Comment s’y prendre pour lever les éventuelles inquiétudes ?

La pédagogie expérientielle avec l’appui de cet exemple devrait vous paraître plus claire. Mais il est possible que certaines résistances subsistent.

En voici trois pour lesquelles je tente quelques réponses :

  • « oui mais quand je dois donner une conférence, je ne peux pas faire vivre des expériences ». Parfois c’est vrai quand votre temps est très limité. Mais bien souvent, il est possible de proposer des choses à vivre, même face à 500 personnes. Par exemple, poser des questions et proposer aux participants de voter en faisant des signaux reconnaissables pour dire oui ou non. C’est déjà une forme d’expérience. Il est possible également de proposer des activités à réaliser rapidement avec son ou ses voisins. Voire proposer une conférence interactive où les sujets que vous aborderez seront choisis par les participants : régulièrement, vous donnez un choix avec deux orientations assez différentes. Testé et approuvé !
  • « Oui mais je donne la plupart de mes formations en distanciel ». J’ai tendance à croire qu’une mauvaise formation en présentiel est pire en distanciel. Surtout, elle permet aux apprenants de s’évader vers leurs mails ni vu ni connu. A l’inverse, une bonne formation arrive à passer l’épreuve de la distance.
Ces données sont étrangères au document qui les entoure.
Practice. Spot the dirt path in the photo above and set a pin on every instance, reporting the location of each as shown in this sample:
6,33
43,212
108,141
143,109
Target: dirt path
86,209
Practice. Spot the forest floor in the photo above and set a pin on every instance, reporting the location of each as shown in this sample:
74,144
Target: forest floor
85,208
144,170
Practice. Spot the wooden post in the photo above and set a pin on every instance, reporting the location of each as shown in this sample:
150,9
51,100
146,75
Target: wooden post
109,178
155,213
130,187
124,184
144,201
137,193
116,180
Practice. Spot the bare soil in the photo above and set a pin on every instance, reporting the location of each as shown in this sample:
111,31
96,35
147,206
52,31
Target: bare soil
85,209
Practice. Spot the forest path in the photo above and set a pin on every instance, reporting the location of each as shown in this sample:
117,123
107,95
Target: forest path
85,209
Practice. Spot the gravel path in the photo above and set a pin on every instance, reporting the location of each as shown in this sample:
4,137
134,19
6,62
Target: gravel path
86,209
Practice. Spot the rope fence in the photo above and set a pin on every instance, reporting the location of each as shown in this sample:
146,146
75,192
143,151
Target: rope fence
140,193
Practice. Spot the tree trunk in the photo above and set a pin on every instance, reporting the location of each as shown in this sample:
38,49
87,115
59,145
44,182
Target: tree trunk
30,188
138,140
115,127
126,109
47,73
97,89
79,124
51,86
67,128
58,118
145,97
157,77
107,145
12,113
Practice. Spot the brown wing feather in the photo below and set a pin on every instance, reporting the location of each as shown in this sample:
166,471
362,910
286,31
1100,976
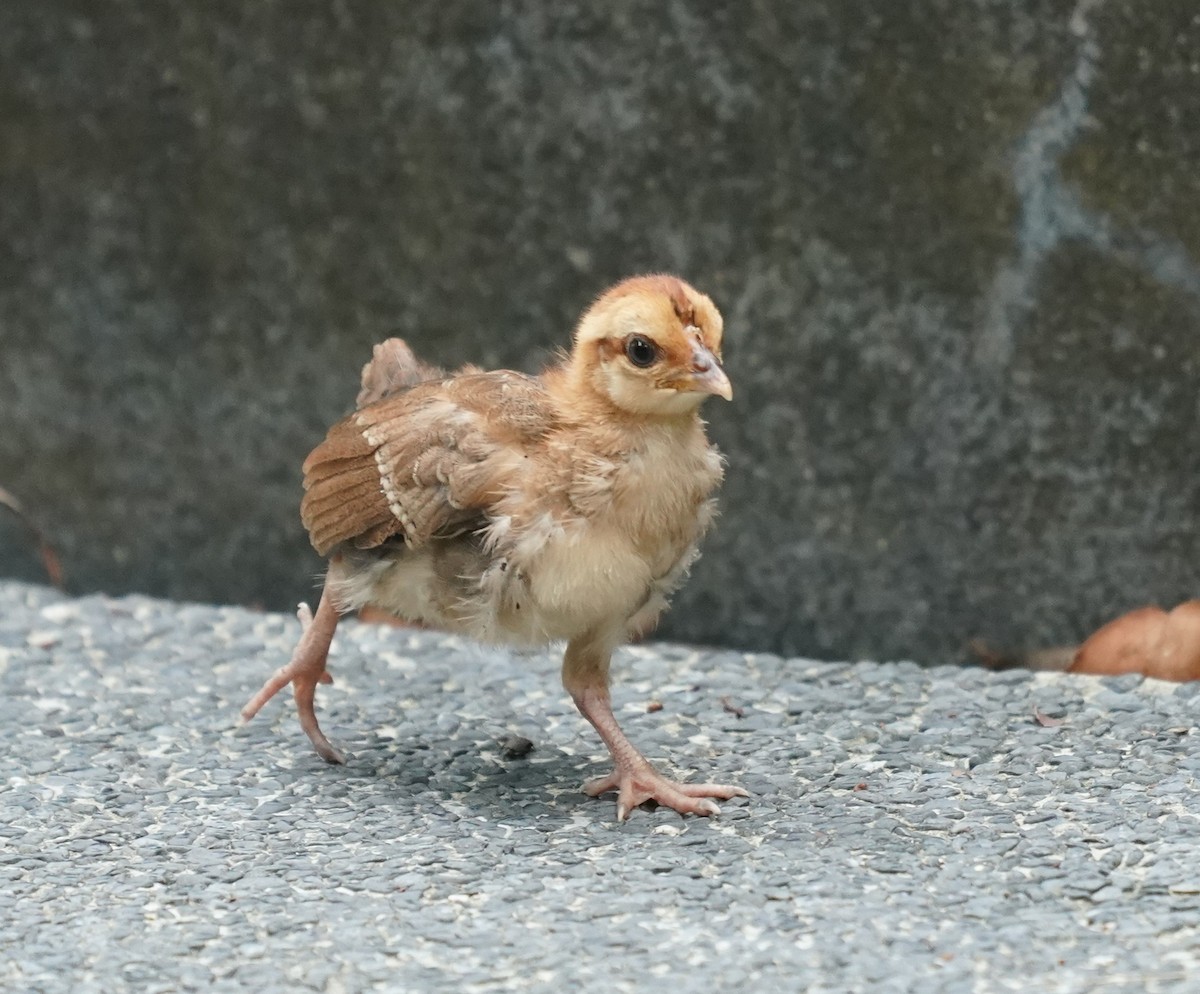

De nombreux logiciels permettent en effet de placer les participants en sous-groupes, ce qui vous donne la possibilité de les faire travailler ensemble, ce qui est motivant et impliquant.
  • « oui mais pour la pédagogie expérientielle, il faut une posture d’animateur, moi c’est pas mon métier ». Vous avez raison, il vaut mieux être conscient de ses limites mais comme tout métier, ça s’apprend. Et pour ne pas être originaire de la formation, je vous promets que l’expérience mérite d’être vécue ! Ici, il est question de postures. Pour vous donner quelques repères :
    • Le plus important selon moi c’est d’être convaincu que ce qu’on apporte aux personnes est important et que la méthode choisie est pertinente. Si vous avez un doute, n’y allez pas, vous allez porter malgré vous une posture pas très alignée. Commencez petit et prenez des risques progressivement. Chacun fais de son mieux et c’est déjà très bien !
    • La pédagogie expérientielle exige ensuite un dosage équilibré de dynamisme, de bienveillance et de cadre. Pour donner envie aux personnes de s’engager dans une expérience, il faut les encourager, ce qui implique d’y mettre une certaine énergie. Souvent, le formateur est debout, il est enthousiaste et il s’implique physiquement dans la consigne qu’il propose. Expérimenter, c’est potentiellement se tromper. Une dose de bienveillance est donc préférable pour rassurer les apprenants sur le fait qu’ils sont encouragés à faire des erreurs. Animer implique enfin de savoir donner un cadre : le timing est tenu, la parole de chacun est respectée par exemple.

En conclusion

J’espère que ces quelques lignes vous auront inspiré ou conforté dans vos pratiques ! Quand j’ai découvert ces pratiques, cela m’a permis de comprendre que je n’étais pas l’OVNI que certains collègues pointaient du doigt mais un formateur en chemin pour essayer de faire du mieux qu’il pouvait en faveur d’un apprentissage solide et joyeux chez ses stagiaires.